The first thing that strikes the reader is the design and layout of the book. It's big and colourful, with lots of screen-shots, side-bars, diagrams and schematics, along with good use of colour in the text headings. There are no big blocks of text, it's pretty much lots of short pieces broken up with step-by-step instructions, source code and notes.
The content consists of some quick introductions to .NET, C# and Visual C# Express Edition (which is on the accompanying CD along with a copy of Microsoft SQL Server 2005 Express Edition).
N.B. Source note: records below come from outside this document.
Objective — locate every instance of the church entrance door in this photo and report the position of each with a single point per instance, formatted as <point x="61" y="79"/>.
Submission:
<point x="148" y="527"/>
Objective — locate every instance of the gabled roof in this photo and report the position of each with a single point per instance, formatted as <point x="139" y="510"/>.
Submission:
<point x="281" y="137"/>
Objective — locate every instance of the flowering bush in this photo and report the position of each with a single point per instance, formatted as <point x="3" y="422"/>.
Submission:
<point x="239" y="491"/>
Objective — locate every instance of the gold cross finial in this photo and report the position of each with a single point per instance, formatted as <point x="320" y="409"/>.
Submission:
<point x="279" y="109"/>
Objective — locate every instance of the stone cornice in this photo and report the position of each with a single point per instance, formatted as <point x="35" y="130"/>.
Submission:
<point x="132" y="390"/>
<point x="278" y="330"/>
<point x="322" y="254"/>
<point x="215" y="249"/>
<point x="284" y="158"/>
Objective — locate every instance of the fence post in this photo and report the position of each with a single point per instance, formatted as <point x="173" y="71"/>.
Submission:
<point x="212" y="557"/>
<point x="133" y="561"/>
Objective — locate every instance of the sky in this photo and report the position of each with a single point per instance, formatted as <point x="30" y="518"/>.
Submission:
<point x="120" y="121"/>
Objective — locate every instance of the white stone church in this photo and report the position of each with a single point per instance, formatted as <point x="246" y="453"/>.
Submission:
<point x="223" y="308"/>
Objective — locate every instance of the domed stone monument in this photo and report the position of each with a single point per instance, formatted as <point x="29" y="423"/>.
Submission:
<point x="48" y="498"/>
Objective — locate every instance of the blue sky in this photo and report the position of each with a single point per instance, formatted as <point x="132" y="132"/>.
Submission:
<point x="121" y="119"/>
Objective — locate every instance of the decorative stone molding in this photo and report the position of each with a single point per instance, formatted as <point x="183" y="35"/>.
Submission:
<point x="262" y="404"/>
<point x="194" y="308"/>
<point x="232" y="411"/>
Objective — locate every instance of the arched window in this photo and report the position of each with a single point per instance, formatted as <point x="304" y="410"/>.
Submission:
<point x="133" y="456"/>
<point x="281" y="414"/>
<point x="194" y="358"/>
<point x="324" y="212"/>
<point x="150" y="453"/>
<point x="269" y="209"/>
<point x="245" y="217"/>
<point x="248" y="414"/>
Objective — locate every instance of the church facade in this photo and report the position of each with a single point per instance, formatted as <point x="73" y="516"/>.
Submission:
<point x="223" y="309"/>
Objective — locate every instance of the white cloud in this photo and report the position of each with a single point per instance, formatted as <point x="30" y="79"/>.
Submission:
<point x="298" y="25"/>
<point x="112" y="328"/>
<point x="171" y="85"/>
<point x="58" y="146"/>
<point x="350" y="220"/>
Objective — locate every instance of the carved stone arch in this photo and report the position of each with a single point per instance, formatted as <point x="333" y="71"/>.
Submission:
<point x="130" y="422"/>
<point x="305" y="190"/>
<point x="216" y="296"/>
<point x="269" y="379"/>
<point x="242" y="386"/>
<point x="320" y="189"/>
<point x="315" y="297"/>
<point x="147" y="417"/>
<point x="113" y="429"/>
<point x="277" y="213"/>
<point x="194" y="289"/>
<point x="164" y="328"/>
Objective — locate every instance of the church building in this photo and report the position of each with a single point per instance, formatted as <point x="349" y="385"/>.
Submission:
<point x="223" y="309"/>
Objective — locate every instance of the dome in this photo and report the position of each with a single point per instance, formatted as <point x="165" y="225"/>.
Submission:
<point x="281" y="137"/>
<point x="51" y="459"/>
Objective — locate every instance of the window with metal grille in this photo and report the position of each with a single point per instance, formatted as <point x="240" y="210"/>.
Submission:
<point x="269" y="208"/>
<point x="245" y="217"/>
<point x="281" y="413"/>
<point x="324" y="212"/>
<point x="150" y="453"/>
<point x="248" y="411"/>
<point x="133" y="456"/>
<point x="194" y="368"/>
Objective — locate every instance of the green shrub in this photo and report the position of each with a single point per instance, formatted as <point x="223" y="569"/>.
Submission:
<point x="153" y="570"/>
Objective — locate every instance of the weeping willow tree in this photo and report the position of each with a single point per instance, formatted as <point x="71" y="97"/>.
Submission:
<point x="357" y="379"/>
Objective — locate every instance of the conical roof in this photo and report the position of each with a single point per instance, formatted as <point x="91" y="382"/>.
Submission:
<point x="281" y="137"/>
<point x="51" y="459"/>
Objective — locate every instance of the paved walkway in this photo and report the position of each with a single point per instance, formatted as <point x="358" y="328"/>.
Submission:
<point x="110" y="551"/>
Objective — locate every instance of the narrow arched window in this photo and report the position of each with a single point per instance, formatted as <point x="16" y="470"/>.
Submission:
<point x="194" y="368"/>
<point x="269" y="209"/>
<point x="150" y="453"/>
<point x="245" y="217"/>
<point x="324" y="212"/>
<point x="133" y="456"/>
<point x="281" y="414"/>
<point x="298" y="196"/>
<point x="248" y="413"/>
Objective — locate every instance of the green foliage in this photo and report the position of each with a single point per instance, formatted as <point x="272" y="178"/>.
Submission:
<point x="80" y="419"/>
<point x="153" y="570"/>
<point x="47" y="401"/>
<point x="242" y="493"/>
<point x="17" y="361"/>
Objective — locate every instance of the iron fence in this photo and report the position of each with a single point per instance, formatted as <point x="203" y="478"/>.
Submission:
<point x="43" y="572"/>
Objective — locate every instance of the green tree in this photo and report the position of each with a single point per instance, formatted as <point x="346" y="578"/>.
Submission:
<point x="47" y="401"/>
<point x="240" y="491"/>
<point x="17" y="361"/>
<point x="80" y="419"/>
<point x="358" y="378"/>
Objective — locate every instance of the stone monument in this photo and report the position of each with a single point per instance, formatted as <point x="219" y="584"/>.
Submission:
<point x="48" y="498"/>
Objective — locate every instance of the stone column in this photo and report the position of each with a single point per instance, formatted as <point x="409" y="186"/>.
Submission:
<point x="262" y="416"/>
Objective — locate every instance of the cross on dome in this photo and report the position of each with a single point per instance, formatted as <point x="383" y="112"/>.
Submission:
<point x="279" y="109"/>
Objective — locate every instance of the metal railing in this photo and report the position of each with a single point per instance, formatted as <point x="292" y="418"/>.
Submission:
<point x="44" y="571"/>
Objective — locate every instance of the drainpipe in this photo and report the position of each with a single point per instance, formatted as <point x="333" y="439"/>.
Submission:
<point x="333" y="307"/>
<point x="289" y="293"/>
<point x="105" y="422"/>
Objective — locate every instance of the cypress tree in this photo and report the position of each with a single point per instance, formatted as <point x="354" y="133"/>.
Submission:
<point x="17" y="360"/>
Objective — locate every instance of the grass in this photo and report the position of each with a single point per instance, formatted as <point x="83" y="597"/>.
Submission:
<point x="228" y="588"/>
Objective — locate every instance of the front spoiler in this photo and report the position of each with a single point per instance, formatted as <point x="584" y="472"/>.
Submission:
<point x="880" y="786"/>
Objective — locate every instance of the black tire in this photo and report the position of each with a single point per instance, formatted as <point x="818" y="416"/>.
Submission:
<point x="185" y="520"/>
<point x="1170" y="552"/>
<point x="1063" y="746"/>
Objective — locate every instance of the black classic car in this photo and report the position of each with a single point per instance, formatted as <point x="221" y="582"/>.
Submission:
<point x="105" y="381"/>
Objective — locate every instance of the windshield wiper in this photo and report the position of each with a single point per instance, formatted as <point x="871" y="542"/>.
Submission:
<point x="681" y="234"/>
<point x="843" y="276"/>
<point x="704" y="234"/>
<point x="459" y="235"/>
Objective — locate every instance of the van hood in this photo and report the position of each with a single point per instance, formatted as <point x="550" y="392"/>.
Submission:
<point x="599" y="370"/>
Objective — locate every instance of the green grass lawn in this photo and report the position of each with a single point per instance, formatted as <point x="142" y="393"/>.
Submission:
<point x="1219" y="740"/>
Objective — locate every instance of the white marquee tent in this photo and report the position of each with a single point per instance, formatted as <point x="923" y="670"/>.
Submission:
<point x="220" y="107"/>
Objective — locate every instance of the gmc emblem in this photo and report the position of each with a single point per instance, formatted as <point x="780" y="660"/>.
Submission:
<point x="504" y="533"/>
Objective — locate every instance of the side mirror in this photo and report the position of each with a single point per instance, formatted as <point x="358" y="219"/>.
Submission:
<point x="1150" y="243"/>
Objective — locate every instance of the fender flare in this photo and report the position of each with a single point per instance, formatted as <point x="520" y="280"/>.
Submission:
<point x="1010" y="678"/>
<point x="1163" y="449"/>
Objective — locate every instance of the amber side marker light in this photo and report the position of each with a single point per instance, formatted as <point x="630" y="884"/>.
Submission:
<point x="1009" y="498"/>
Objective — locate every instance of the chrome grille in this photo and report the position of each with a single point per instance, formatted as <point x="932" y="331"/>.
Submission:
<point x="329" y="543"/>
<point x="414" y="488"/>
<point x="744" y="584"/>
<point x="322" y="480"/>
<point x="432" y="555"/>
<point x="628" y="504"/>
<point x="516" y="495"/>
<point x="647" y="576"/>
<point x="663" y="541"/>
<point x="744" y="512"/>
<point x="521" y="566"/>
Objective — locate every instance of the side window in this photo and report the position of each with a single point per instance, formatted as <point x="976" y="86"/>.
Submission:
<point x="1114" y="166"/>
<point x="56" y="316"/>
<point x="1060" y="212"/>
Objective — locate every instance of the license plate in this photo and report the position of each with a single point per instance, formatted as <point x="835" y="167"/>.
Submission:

These are fly-pasts that give a quick intro before moving quickly onto the tutorials/projects that provide the bulk of the learning experiences.
The pace of the tutorials is pretty fast, and anyone who follows along will be learning as much about the development tools as they will about the C# language or the underlying principles of object oriented design. And this is where the problem lies. While the examples look good, and provide the reader with fairly instant gratification, the fact is that the complexities of inheritance, polymorphism, encapsulation and the like are not really explored to any depth. This may suit some people, particularly those who just want to dive in and start producing software, but there are also those who'll get to the end of the book and not have learned as much as they were hoping.
On the plus side, the fact that the book comes with both Visual C# and SQL Server Express Editions is a big bonus. It means that you can simply buy the book and get going straightaway. On the minus side there's a serious lack of depth that no amount of exclamation marks or gee whiz expressions can hide. For a hobbyist looking to learn programming there are plenty of introductions that provide more learning value, such as Charles Petzold's Programming In The Key of C#.